My entire application relies on this. I have functions that return the entire list, and also have functions that return a single item. So many places in my code I am doing LINQ queries on the collection, etc.

I pushed it all to production, on site that gets considerable traffic, and immediately 100% cpu. I used the iis diagnostic tool, and sure enough, there were 50+ threads in a deadlock, waiting on the ConcurrentBag.

The documentation says this collection is thread-safe, but either that's not true, or the performance of this collection is not good thusly making it not thread-safe indirectly.

This collection unfortunately isn't read only. If one of the functions that looks up by ID returns null, it will hit a web service, and add it.

I also converted it to a ConcurrentDictionary, and had the same problem. Locks for Days on the .Values property.

What is the fastest and most thread-safe solution in most extreme scenarios?

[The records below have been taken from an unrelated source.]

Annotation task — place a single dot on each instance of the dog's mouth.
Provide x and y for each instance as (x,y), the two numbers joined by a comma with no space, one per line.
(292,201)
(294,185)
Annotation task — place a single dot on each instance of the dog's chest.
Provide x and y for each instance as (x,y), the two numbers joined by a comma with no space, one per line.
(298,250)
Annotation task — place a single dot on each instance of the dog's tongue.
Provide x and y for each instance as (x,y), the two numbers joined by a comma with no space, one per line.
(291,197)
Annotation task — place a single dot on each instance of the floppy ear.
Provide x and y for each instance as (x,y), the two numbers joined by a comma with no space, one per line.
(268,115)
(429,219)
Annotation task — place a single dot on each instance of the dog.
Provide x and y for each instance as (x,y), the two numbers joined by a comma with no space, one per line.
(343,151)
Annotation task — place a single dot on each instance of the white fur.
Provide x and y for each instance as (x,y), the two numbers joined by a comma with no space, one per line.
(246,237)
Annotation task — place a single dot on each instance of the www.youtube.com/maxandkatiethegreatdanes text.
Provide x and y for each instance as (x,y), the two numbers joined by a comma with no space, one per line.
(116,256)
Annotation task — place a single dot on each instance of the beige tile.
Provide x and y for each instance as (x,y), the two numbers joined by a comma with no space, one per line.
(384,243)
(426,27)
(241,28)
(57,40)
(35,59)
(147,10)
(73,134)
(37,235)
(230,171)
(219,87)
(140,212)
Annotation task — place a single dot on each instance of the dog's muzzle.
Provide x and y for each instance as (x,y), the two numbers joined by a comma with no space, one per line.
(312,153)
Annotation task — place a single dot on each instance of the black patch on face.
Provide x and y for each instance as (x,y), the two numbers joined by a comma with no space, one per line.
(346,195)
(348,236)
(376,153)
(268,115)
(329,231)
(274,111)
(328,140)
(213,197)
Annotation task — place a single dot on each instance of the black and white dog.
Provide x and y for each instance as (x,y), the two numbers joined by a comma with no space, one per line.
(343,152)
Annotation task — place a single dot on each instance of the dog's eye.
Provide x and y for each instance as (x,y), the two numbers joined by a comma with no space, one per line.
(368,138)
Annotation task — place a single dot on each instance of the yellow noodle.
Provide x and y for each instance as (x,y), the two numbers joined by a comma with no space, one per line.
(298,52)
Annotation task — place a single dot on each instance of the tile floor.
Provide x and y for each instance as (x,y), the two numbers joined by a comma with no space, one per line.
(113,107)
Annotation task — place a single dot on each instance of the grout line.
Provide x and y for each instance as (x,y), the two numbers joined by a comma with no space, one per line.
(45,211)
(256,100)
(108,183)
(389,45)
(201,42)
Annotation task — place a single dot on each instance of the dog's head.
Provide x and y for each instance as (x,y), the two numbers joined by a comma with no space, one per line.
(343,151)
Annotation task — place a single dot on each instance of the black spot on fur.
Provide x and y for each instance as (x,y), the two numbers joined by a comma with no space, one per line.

private ConcurrentBag<Students> _students;
public static ConcurrentBag<DestinyHash> GetStudents()
{
   if (_students == null) { _students = new ConcurrentBag<Students>(); }

   return _students;
}

public static Student GetStudentByID(int id) 
{
   if (GetStudents().Any(x => x.id == id)) { return ... }

   _students.Add(getStudentFromDb(id));
   return...
}

Example usage - Littered throughout the app.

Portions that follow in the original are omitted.